Eine Botschaft der Hoffnung zur Fürbitte für Syrien
Der syrische Bürgerkrieg
nimmt neun Jahre nach seinem Ausbrechen kein Ende. Im nordwestlichen Idlib
liefern sich die Regierungstruppen und von der Türkei verstärkte
Muslim-Rebellen eine der seit März 2011 blutigsten Schlachten. Russland spielt
eine widersprüchliche Rolle zwischen den Parteien dieses Endkampfes.
Trümmer im Nordwesten von Idlib, Syrien (Bild: Reuters)
Allerdings feiern syrische
Christen – ob orthodox, katholisch oder auch evangelisch – jeden Erfolg des
Regimes von Damaskus bei Rückeroberung der letzten Hochburg des Aufstands. Wie
Pfarrer und Aktivisten berichten, sind Strassen
und Plätze in «befreiten» Städten und Orten «Schauplätze von
Festen und Feiern». Überall herrsche ein Klima der Freude, die Veränderung
der Atmosphäre sei «real». Der jüngste Vormarsch der syrischen Armee
in der Auseinandersetzung mit den islamistischen Gruppierungen hätte in der
Bevölkerung «Zuversicht» ausgelöst, man spüre die Veränderung.

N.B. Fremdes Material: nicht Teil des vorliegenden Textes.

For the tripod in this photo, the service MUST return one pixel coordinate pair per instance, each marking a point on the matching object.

Die
Vertreibung der letzten Rebellen aus dem Umland der nordsyrischen Grossstadt
Aleppo, die damit einhergegangene Wiedereröffnung des Flughafens der einstigen
Wirtschaftsmetropole und die vollständige Übernahme der Kontrolle über die
Autobahn nach Damaskus durch die syrischen Truppen seien «positive
Signale».
Syriens evangelischer
Staatsgründer
Baschar al-Assad
Weshalb
Syriens Christen auf Diktator Baschar al-Assad setzen, hat verschiedene Gründe.

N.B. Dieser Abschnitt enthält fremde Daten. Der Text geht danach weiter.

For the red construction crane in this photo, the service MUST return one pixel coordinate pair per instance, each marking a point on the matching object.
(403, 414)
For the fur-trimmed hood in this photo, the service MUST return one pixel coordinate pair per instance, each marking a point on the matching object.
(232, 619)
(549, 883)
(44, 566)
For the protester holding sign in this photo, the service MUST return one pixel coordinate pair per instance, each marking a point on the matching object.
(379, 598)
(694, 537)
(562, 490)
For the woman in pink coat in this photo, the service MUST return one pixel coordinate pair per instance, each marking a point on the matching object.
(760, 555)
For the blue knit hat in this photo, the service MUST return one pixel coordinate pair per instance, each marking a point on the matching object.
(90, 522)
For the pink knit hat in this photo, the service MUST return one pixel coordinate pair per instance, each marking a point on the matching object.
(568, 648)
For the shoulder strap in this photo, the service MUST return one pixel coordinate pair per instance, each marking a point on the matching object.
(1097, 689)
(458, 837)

Das moderne Syrien steht auf christlichen Wurzeln. Die sind fest verankert,
auch nachdem vor den Schrecken des Bürgerkriegs eine halbe Million Christen
fliehen mussten. Jene, die in der Heimat ausharren, aber auch die Flüchtlinge
vergessen nicht, dass es der evangelische Politiker Faris al-Churi war, dem das
Land in der ersten Hälfte des 20. Jahrhunderts die Befreiung von der türkischen
und dann französischen Fremdherrschaft zu verdanken hatte. Der Sohn einer
presbyterianischen Familie war zwischen 1918 und 1955 mehrmals Regierungschef
in Damaskus und hat als Finanzminister die monetären Grundlagen für Syriens
wirtschaftliche Blüte und Wohlstand bis hin zu diesem Bürgerkrieg gelegt.
Einzige arabische
Ideologie mit Religionsfreiheit
Doch
nicht nur der Staat Syrien geht mit Faris al-Churi auf einen christlichen «Gründungvater» zurück. Auch die in Damaskus führende politische
Ideologie wurde von zwei – diesmal orthodoxen – Christen geschaffen und ausgestaltet:
Dieser Baath-Sozialismus, zu Deutsch Sozialismus der arabischen Wiedergeburt,
geht auf den Lehrer und Publizisten Michael Aflak und seinen Schüler zurück,
den Staatsphilosophen Elias Farah. Ihr System steht in denkbar grossem
Gegensatz zum heute tonangebenden Politislamismus. Anstelle der bei diesem
vorherrschenden allgemeinen Unduldsamkeit und besonderen Christenfeindschaft
treten der Baath- und überhaupt der Arabische Sozialismus für allgemeine
Religionsfreiheit ein.
Zum Bleiben und Ausharren
ermutigen
Die
Baathisten regieren Syrien seit den 1960er Jahren, immer mit Christen als
Ministern in Schlüsselpositionen. Allerdings hat sich daraus eine
Militärherrschaft und schliesslich das Regime von zuerst Vater Hafis- und jetzt
Sohn Baschar al-Assad entwickelt. Bei aller bis heute aufrecht erhaltenen
Christenfreundlichkeit geht es mit seinen politischen Widersachern recht brutal
um. Lutheranerin Gabriele Hamze, die seit bald 40 Jahren im syrischen Hauran
lebt, hält besonders den jungen Assad für persönlich vertrauenswürdig: «Er
wird uns Christen traditionsgemäss weiterhin Schutz angedeihen lassen.»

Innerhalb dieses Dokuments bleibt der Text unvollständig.